Re: [RFC PATCH 02/14] mm/hms: heterogenenous memory system (HMS) documentation

From: Andi Kleen <ak@linux.intel.com>
To: Jerome Glisse <jglisse@redhat.com>
Cc: linux-mm@kvack.org, "Andrew Morton" <akpm@linux-foundation.org>,
	linux-kernel@vger.kernel.org,
	"Rafael J . Wysocki" <rafael@kernel.org>,
	"Ross Zwisler" <ross.zwisler@linux.intel.com>,
	"Dan Williams" <dan.j.williams@intel.com>,
	"Dave Hansen" <dave.hansen@intel.com>,
	"Haggai Eran" <haggaie@mellanox.com>,
	"Balbir Singh" <balbirs@au1.ibm.com>,
	"Aneesh Kumar K . V" <aneesh.kumar@linux.ibm.com>,
	"Benjamin Herrenschmidt" <benh@kernel.crashing.org>,
	"Felix Kuehling" <felix.kuehling@amd.com>,
	"Philip Yang" <Philip.Yang@amd.com>,
	"Christian König" <christian.koenig@amd.com>,
	"Paul Blinzer" <Paul.Blinzer@amd.com>,
	"Logan Gunthorpe" <logang@deltatee.com>,
	"John Hubbard" <jhubbard@nvidia.com>,
	"Ralph Campbell" <rcampbell@nvidia.com>
Subject: Re: [RFC PATCH 02/14] mm/hms: heterogenenous memory system (HMS) documentation
Date: Tue, 4 Dec 2018 12:12:26 -0800	[thread overview]
Message-ID: <20181204201226.GG18167@tassilo.jf.intel.com> (raw)
In-Reply-To: <20181204182421.GC2937@redhat.com>

On Tue, Dec 04, 2018 at 01:24:22PM -0500, Jerome Glisse wrote:
> Fast forward 2020 and you have this new type of memory that is not cache
> coherent and you want to expose this to userspace through HMS. What you
> do is a kernel patch that introduce the v2 type for target and define a
> set of new sysfs file to describe what v2 is. On this new computer you
> report your usual main memory as v1 and your new memory as v2.
> 
> So the application that only knew about v1 will keep using any v1 memory
> on your new platform but it will not use any of the new memory v2 which
> is what you want to happen. You do not have to break existing application
> while allowing to add new type of memory.

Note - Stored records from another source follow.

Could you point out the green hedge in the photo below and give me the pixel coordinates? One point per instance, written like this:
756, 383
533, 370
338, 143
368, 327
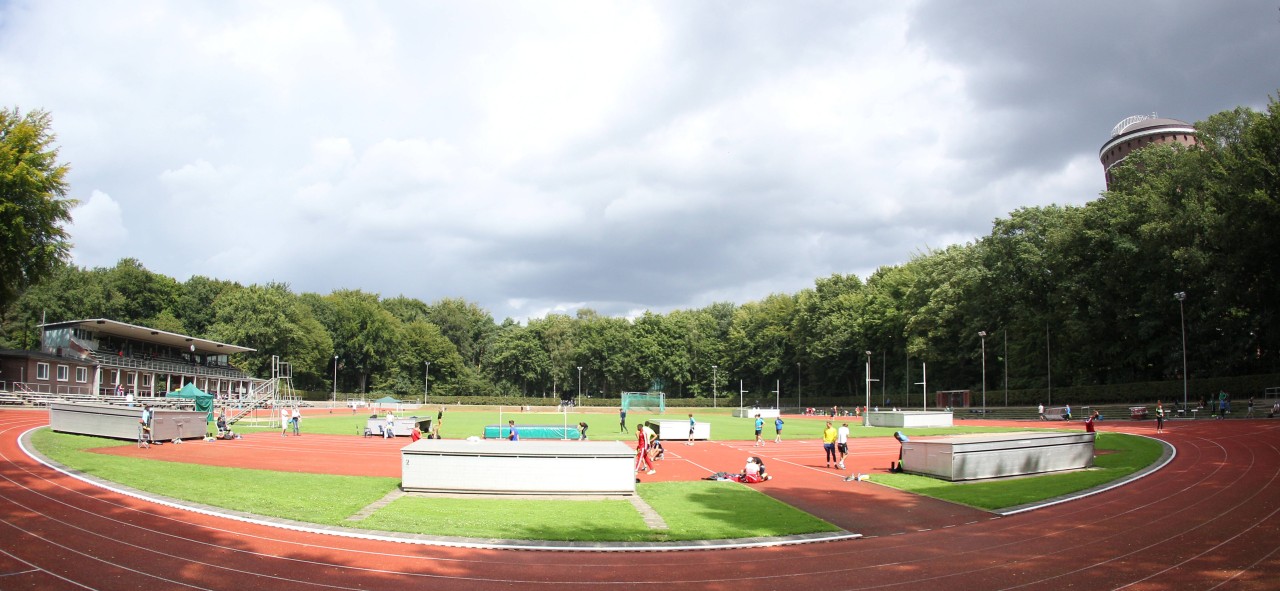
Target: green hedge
1139, 393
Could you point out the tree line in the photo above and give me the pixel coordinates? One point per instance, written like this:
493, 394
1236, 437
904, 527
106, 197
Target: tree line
1065, 296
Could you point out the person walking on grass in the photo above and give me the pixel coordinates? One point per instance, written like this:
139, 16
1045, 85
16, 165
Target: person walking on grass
828, 443
643, 462
842, 444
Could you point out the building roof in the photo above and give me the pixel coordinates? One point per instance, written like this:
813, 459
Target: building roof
1150, 124
1141, 126
154, 335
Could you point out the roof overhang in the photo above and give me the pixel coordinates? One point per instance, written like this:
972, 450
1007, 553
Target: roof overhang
154, 335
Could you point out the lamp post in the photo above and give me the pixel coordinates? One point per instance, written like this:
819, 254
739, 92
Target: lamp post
1006, 366
867, 409
924, 386
1182, 312
982, 334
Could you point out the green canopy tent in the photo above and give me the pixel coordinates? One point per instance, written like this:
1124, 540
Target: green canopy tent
204, 401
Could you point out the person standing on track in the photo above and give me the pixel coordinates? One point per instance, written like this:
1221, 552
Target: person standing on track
842, 444
828, 443
643, 463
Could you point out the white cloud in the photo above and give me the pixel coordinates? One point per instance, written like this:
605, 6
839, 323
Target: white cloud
543, 156
97, 232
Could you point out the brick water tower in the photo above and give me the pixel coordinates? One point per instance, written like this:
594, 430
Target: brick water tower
1142, 131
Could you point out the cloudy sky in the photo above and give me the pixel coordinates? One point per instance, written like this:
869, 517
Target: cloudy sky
547, 156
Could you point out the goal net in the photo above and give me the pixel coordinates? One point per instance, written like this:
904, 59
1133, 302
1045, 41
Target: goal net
644, 401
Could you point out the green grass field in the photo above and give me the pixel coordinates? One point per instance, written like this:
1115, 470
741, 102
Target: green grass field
694, 511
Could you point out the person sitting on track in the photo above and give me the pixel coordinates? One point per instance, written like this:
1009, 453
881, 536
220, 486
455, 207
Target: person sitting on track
223, 430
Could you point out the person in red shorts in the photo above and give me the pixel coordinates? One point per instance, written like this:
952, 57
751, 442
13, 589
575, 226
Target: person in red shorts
643, 462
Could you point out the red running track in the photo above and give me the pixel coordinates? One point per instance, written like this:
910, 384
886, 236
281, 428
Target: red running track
1207, 521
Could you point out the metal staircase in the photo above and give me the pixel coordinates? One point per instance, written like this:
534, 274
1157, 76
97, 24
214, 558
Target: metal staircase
272, 393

That seems entirely like the wrong model. We don't want to rewrite every
application for adding a new memory type.

Rather there needs to be an abstract way to query memory of specific
behavior: e.g. cache coherent, size >= xGB, fastest or lowest latency or similar

Sure there can be a name somewhere, but it should only be used
for identification purposes, not to hard code in applications.

Really you need to define some use cases and describe how your API
handles them.

> > 
> > It sounds like you're trying to define a system call with built in
> > ioctl? Is that really a good idea?
> > 
> > If you need ioctl you know where to find it.
> 
> Well i would like to get thing running in the wild with some guinea pig
> user to get feedback from end user. It would be easier if i can do this
> with upstream kernel and not some random branch in my private repo. While
> doing that i would like to avoid commiting to a syscall upstream. So the
> way i see around this is doing a driver under staging with an ioctl which
> will be turn into a syscall once some confidence into the API is gain.

Ok that's fine I guess.

But should be a clearly defined ioctl, not an ioctl with redefinable parameters
(but perhaps I misunderstood your description)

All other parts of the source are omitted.